This is My Brain when I am in love
Love at first sights
Our psyche functions by projecting its history onto the world. Maybe one had a breakup and due to a devastating fact of betrayal, he or she became extremely distrustful to others. They may turn so cold and heartless that they will never be able to have the courage for another relationship. Why does this happen ? Due to a lot of expectations and personal bias I suppose. The first time when we go and meet a special person face to face, we tend to pick one female ideal or male ideal from the person. Since, we admire people automatically by their virtues and ideals, we perceive others as if they have our preferred ideals. We have an ideal image, a set of likable traits like “She must be like this and that, then I like her”. When the person we first met has one single ideal, we tend to think it is the whole ideal. And since she has just fit into it and is suitable for it, expectations start to trigger itself and thus we become hopeless romantic. For instance, my ideal woman image has a great pair of eyes, an enticing physique, charming smile and she must be loyal. I used to pick one ideal unconsciously out of the whole person and when they became dissociated from my ideal woman image, I became disappointed and angry. Once, I had an affair and I projected her as loyal even though I knew she was not. After certain behaviors that denote licentiousness and disrespect, I became angry and sad. I have realized that she does not line up with what my expectations are. Hence, My projection on her was partly true and partly wrong. I viewed her through a glass of my own projection and missed the reality. So, we need to be aware of reality. People, after certain realizations of their projections, come up with statements like I never thought you would do these things, You have changed, You are not what I thought You are.

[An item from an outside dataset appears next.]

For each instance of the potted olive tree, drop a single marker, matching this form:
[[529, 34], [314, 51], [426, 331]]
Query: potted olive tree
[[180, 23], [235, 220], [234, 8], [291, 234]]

Who insist you to think about her like that ? no one. Yes, that’s the point. We do not realize what things we project or put out on others. If you do not become conscious of the projections, you will keep doing it. I regard love as a feeling and a thorough knowledge about the other person. It is also like friendship and despite all the complexity, if we still want to be with that person, then it is love. My definition of love is very limited. I think it is a very complicated subject.
We need positive illusions to lead a healthy life
Beautiful places can partially and momentarily make my moods good. Why?
If I am pissed off because of something, then a good person, good music or a great place and even a good dinner can definitely make my moods good and I may forget my upset reasons for a while. But if the reason is big, then?
Many times, I have seen that I become drawn towards specific fragrances, perfumes. After using them, my reality shapes and coloured itself by the effect of it. On the other hand, in another instance I view the morning as appropriate for playing cricket and that day I make half centuries and centuries. Even though the thought was my perception, it turned out positive.
If I am clear in my head about myself and do not have worries, I may interact with my friends, my girlfriend and my family in a beautiful manner.
So, yes places and the perception that I have about the places can impact positive essence since I am not the source of all the happiness. I must submit myself to the external world to an extent where I let things happen to me rather than controlling everything in my life. I must submit myself to an extent where I do not regard myself as isolated, different and desolate from the community. I am no different than them. At the same time, I can not rely wholly on the external world for my happiness. As the internal happiness also comes from me. The way I formulate my internal being is the accumulation of how the external world will seem to me. Every object seems positive and hopeful even though objects are just objects. Objects no longer seem as objects but will seem to us like deep meaning. If my internal world, my relationship with myself is bad, any beautiful place will temporarily and very softly impact me. The solidity of reality may seem missing. The pulse of the heart may be missing. The meaning of existence may seem missing. Where am I going? My future may seem missing since there is no plan, an aim.
I am this type of person and do things positively and make 100 % efforts so I automatically and unconsciously think that others will do things just like I do for them. This sometimes causes tremendous amounts of pain and suffering since a lot of expectations are involved in the process. Being dependent on someone for your own happiness to some extent is very natural and we all do it. But we all have to be free and less attached so that the relationship does not strangle our internal growth. A growth which is devoid from others but talks with you only. Similarly a gorgeous person can lighten up my mood and brighten my day due to her aura and positive energy. But I can not view her companionship as a form of my own fulfillment. Yes, she has a great impact but due to her impact I may tend too dependent on her. Some things, feelings are irrational and we should not put rational conclusions on everything. So, if you think that you are happy for x,y,z reasons then be happy. Rather than focusing on the result, be happy. Objects can make you happy even though you think of them as meaningless. We talk with our family without any intentions in mind sometimes. Obviously they are rational topics and sometimes emotional, but after the talk, we feel great. After beating my clapbox due to a headache, my headache just evaporated. So, talking with family, love for music and art, devotion for knowledge and writing are all habits and that free myself. These habits makes me believe that our reality must not be perceived and controlled by the stereotypical thought of happiness through sexual intimacy only. Yes we need someone who can love us, but do not wait for it. Do you delay your duties ? and you think after I meet the right person then I will do it. Do it now. Do not wait for anyone. Do not conceptualize the meaning of your life from the sum of your relationship status. This is the whole point of my write up.